“他的嘗試已經結束了,如果再遇到這種‘召喚’,我不會嘗試阻止,屆時你會有更強的感應,收斂自己的靈性相當于拒絕,反之則會讓他成功……你要小心,先辨別到底是敵人還是朋友,再做出回應。

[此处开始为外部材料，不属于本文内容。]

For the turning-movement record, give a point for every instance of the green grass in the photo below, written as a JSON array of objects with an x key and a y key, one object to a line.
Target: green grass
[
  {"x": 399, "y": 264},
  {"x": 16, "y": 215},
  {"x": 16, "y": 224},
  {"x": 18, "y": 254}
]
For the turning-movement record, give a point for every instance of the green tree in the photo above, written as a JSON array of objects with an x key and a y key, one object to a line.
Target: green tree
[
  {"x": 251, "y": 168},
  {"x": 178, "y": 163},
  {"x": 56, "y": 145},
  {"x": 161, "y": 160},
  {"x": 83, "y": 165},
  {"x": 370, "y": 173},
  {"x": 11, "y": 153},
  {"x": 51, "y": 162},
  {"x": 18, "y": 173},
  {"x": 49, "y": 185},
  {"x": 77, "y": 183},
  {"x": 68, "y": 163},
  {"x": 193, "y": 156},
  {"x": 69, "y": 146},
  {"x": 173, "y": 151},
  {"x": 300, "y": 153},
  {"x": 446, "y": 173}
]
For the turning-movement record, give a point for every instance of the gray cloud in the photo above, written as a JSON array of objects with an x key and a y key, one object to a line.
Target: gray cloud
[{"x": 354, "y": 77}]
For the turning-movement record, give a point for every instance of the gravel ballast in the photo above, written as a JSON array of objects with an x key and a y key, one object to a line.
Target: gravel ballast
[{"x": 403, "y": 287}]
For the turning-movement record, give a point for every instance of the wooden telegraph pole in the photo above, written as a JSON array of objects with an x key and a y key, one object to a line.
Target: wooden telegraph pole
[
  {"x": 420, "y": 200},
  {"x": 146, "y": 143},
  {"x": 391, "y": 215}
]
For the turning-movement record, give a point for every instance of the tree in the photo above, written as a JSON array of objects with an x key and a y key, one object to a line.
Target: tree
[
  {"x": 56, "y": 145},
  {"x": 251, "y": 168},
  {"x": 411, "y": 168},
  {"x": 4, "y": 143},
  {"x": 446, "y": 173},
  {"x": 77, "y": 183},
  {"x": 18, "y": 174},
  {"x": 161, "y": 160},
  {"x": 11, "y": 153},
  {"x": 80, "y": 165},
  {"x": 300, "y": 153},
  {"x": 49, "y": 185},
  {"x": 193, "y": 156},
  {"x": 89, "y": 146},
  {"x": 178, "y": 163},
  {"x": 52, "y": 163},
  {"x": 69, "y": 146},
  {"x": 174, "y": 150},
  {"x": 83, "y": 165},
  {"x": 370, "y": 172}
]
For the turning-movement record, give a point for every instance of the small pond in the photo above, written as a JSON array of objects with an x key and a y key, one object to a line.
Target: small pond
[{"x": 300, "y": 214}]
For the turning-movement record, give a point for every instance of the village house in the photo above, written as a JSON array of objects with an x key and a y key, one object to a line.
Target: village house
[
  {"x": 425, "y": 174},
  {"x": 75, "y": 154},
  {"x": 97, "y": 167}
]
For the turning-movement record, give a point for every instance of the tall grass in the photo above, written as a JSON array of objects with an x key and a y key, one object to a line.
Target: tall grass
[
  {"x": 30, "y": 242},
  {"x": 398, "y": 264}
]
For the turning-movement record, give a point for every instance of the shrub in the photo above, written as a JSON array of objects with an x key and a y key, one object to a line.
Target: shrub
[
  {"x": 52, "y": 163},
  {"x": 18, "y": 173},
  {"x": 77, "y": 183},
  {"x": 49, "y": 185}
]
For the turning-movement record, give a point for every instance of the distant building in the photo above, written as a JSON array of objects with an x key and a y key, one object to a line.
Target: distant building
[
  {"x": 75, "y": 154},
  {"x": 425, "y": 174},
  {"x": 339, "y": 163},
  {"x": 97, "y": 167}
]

”
“鏡中人”語調頗為無奈地說道,似乎是擔心安吉爾的猜測錯誤,落入查拉圖的陷阱。
除了克萊恩,她應該是最關心我的人了,這和之前聽聞的“鏡中人”描述不一樣啊,仿佛我們一開始就是密友,并沒有需要爭取和解的階段……安吉爾嘀咕著,主動切斷了“祈禱”的聯系,等待克萊恩的下一次嘗試。
沒過幾分鐘,剛才那種靈性的悸動再次出現,沒有了“鏡中人”主動阻攔,這股觸動果然更加強烈,且安吉爾能從中感覺到那股召喚的力量極為輕柔、溫暖,而非出于利用的冰冷。
是他……再次確認后,安吉爾放開了靈性,主動做出回應,而后迅速鉆入鏡中世界,嘗試著感應周圍屬于自己的“鏡子替身”。
不出意料,在東區方向出現了一個全新的鏡子替身,它似乎剛被創造出來,正從鏡中世界快速離開,返回現實之中。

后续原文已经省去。